1. - Посев мазков из зева и носа.

2. - Посев содержимого женских половых органов.

Описание манипуляций :

1. Материал для исследования забираем сухим стерильным тампоном. Берётся чашка с кровяным агаром, на ней ставится число и номер. Прикасаемся тампоном со всех сторон по середине чашки, затем берем петлю, обжигаем над пламенем спиртовки, остужаем и рисуем перпендикулярные штрихи по всей чашке (тампон-петля). Убираем в термостат на сутки.
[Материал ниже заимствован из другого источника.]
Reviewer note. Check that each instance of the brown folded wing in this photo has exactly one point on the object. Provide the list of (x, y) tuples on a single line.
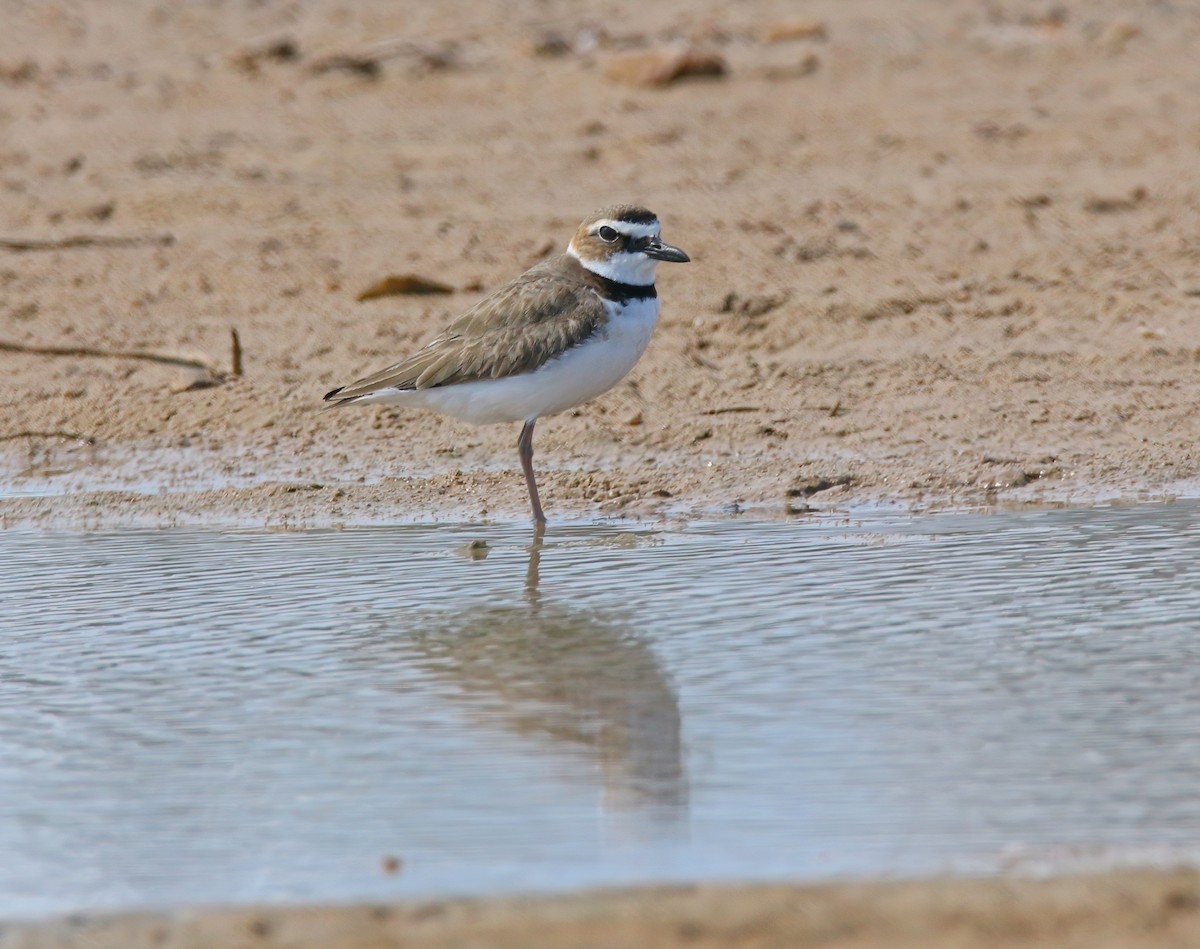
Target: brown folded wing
[(540, 314)]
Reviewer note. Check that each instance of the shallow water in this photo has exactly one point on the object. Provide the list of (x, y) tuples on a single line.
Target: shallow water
[(191, 716)]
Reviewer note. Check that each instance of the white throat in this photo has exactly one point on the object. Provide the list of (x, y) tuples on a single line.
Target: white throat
[(624, 268)]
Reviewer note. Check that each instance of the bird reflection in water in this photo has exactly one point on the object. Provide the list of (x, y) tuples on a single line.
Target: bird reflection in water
[(577, 683)]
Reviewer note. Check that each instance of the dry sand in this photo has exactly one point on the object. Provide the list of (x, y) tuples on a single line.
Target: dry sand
[(943, 253)]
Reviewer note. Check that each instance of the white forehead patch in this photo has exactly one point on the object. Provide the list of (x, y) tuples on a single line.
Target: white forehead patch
[(624, 227)]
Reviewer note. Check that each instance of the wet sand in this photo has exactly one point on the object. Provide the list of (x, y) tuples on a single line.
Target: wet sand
[(941, 254), (1114, 911)]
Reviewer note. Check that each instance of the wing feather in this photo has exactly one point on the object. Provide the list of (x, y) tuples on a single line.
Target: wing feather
[(515, 330)]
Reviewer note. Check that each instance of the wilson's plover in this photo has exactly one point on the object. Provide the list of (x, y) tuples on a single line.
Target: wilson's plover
[(558, 335)]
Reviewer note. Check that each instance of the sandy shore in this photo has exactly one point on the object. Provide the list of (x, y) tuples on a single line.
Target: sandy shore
[(1114, 911), (942, 254)]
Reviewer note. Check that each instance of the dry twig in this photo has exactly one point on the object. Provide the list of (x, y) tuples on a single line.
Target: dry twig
[(84, 240)]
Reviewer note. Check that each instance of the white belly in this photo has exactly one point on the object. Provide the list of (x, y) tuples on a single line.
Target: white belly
[(580, 374)]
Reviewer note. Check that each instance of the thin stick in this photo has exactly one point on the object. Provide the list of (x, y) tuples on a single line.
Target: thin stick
[(169, 359), (235, 359), (67, 436), (84, 240)]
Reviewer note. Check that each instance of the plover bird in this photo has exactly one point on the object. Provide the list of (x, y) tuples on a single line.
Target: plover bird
[(561, 334)]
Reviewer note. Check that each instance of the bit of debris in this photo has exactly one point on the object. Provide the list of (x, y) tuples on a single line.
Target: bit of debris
[(277, 49), (665, 66), (369, 62), (391, 864), (198, 372), (1115, 204), (84, 240), (796, 29), (751, 306), (407, 284), (808, 487)]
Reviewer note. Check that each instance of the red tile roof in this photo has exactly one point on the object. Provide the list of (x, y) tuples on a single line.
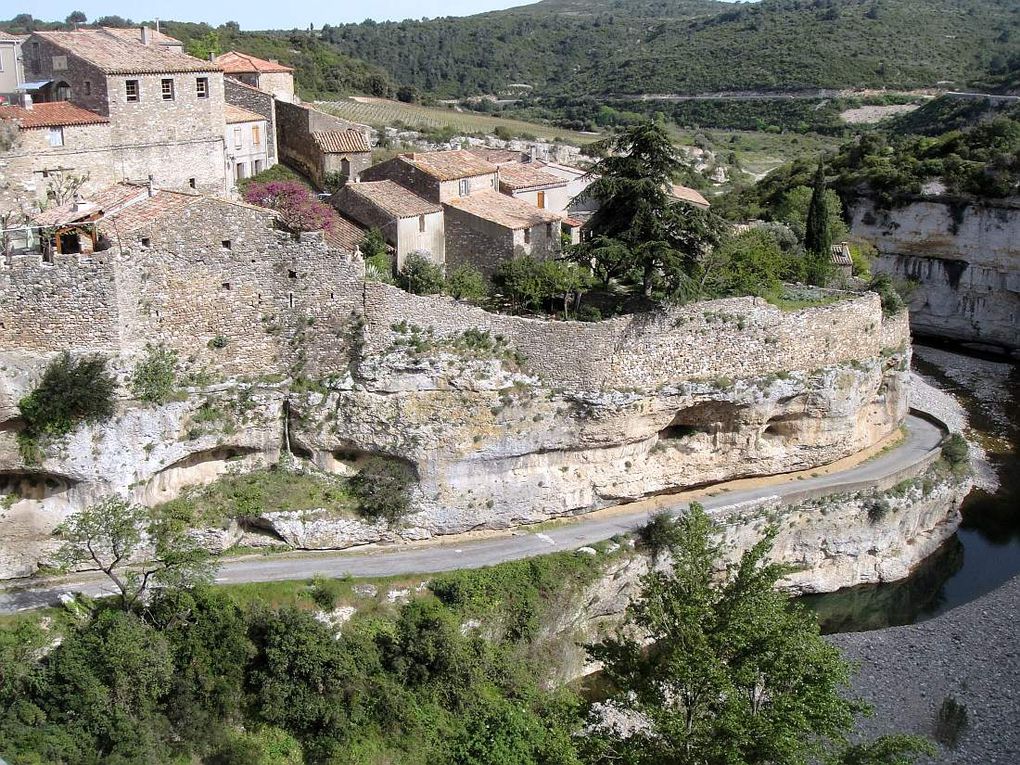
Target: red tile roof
[(237, 114), (518, 175), (691, 196), (234, 62), (450, 165), (115, 56), (106, 200), (342, 142), (392, 198), (509, 212), (134, 35), (344, 236), (52, 114)]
2. Посев содержимого женских половых органов:

Содержимое женских половых органов забирают тампоном в стерильные пробирки и доставляем в лабораторию. Подписываем на чашке номер, присвоенный в регистратуре. Сеется на кровяной агар по методу Голда. Берём тампон и проводим всеми сторонами несколько раз по середине чашки Петри, тампон ставим обратно в пробирку. Над пламенем спиртовки обжигаем петлю и начинаем растирать нанесённый материал, не отрываясь, рисуем 40 штрихов вверх, обжигаем петлю и наносим 4 штриха поперёк предыдущего сектора. Петлю обжигаем, остужаем и наносим 4 штриха не касаясь большого сектора, поперёк первых 4 - х штрихов. Петлю обжигаем, остужаем и поперёк вторых 4 - х штрихов наносим ещё 4 штриха не доходя до сектора А.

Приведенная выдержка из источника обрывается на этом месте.